Reflecting on the match, Robertson said his strategy had not been a wild gamble. "It was a necessary risk, because we had to win the game," he said. "Due to the quality Basel had, we had to defend well too, and that’s what we did."

Indeed, the fact that Hearts started with three recognised strikers, plus Joe Hamill in a fairly advanced role, did not mean that anyone would be allowed to shirk defensive duties. Mark de Vries was back in his own box as usual for opposition set pieces, and Gordon highlighted the contribution of another forward when explaining where he thought the match was won.

"It was a massive result," the goalkeeper said. "No one person deserves the sole credit - everyone was a hero on the night. We even had Ramon making tackles at left-back, which is unheard of, but that just typified the team spirit in the side."

Of course, while strikers made their contributions at the back, the defence also helped up front - no-one more so than Neilson, whose ground-level shot went straight through the legs of Pascal Zuberbuhler in the home goal. "I think Robbie was the most unlikely ever goalscorer apart from me to get the winner, but it’s great for him," Gordon added. "He has waited a long time for it, and I’m delighted he scored when it really mattered."

The Scotland goalkeeper was not the only one to be shocked by the identity of the match-winner. Robertson revealed that his predecessor, Craig Levein, had been in touch to express his own surprise.

"Craig texted me last night. He’d been listening to the game on the radio, and said he just about dropped his glass of wine in disbelief when he heard Robbie had scored. He [Levein] thought he must have thrown it in from the halfway line."

An ability to take long throw-ins, however, is far from being Neilson’s only talent. Tenacious in defence, the 24-year-old also has the stamina required to regularly get into the opposition half of the field - albeit once there he usually supplies crosses for others rather than finishing off moves himself.

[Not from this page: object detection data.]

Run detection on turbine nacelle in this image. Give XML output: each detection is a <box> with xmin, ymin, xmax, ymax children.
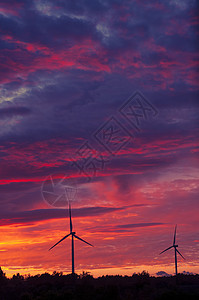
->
<box><xmin>160</xmin><ymin>225</ymin><xmax>185</xmax><ymax>276</ymax></box>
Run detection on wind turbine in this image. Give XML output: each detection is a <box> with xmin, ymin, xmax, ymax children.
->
<box><xmin>160</xmin><ymin>225</ymin><xmax>185</xmax><ymax>276</ymax></box>
<box><xmin>49</xmin><ymin>193</ymin><xmax>94</xmax><ymax>274</ymax></box>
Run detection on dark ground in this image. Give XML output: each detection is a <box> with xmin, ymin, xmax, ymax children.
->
<box><xmin>0</xmin><ymin>269</ymin><xmax>199</xmax><ymax>300</ymax></box>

Neilson is just one of the members of the Hearts squad who has grown in stature as a result of this season’s UEFA Cup campaign. Even if they go no further than this group stage, Hearts will have played six matches in Europe this season - a total which some of the club’s most celebrated players failed to reach over the course of their entire careers.

The experience is proving invaluable, but Thursday night proved that Hearts are not just in the competition to learn a few lessons from more celebrated sides. They want to go as far as they can, and the 2-1 win in Switzerland has greatly improved their chances of reaching the last 32.

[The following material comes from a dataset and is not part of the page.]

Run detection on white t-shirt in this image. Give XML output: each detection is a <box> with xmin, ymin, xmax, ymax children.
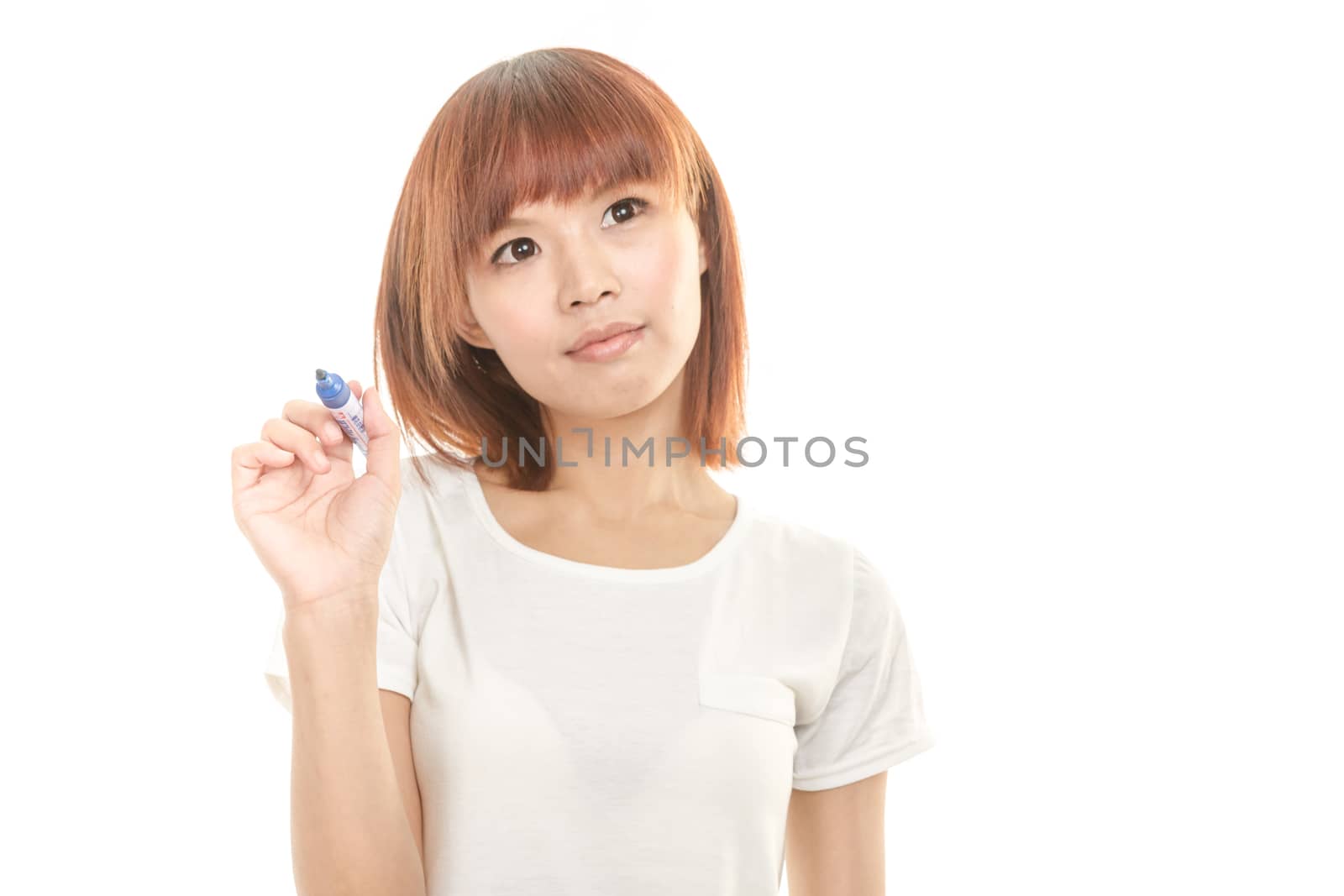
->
<box><xmin>266</xmin><ymin>455</ymin><xmax>934</xmax><ymax>896</ymax></box>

With two match days to go in Group A, there are still a lot of permutations. Basically, though, Hearts will go through as one of the top three clubs if they beat Ferencvaros at Murrayfield next month, provided Basel do not beat the Hungarians in the previous round of games.

"Our fate is still out of our hands, but we’ve put pressure on the teams who play next week," Robertson noted. "It’s a tough place to go and win. Look at the teams who have failed to win there." Those teams include Inter Milan, Juventus, Valencia, Liverpool and Celtic.

Hearts come back to earth tomorrow when they visit Rangers on league business. The Edinburgh side have suffered some adverse results over the last couple of years in the aftermath of European games, but Robertson would rather have a big game than one played out before a small crowd.

"Sometimes it is difficult to come back from European games to play in front of only 6,000 or 7,000 people. But we will be playing in front of 50,000 people at Ibrox, so the concentration and belief has got to be right again.

"This is one of the biggest results in the club’s history. By winning these types of games, it will give the players the belief that they can go to places like Ibrox or Celtic Park and get a result."

Alan Maybury is banned after being sent off in last week’s 1-0 loss to Motherwell, but Patrick Kisnorbo and Paul Hartley are available again after serving European bans. Robertson could make several changes to his starting line-up to take account of the amount of energy the win in Basel took out of some players, but whoever plays the aim will be the same. Another away win.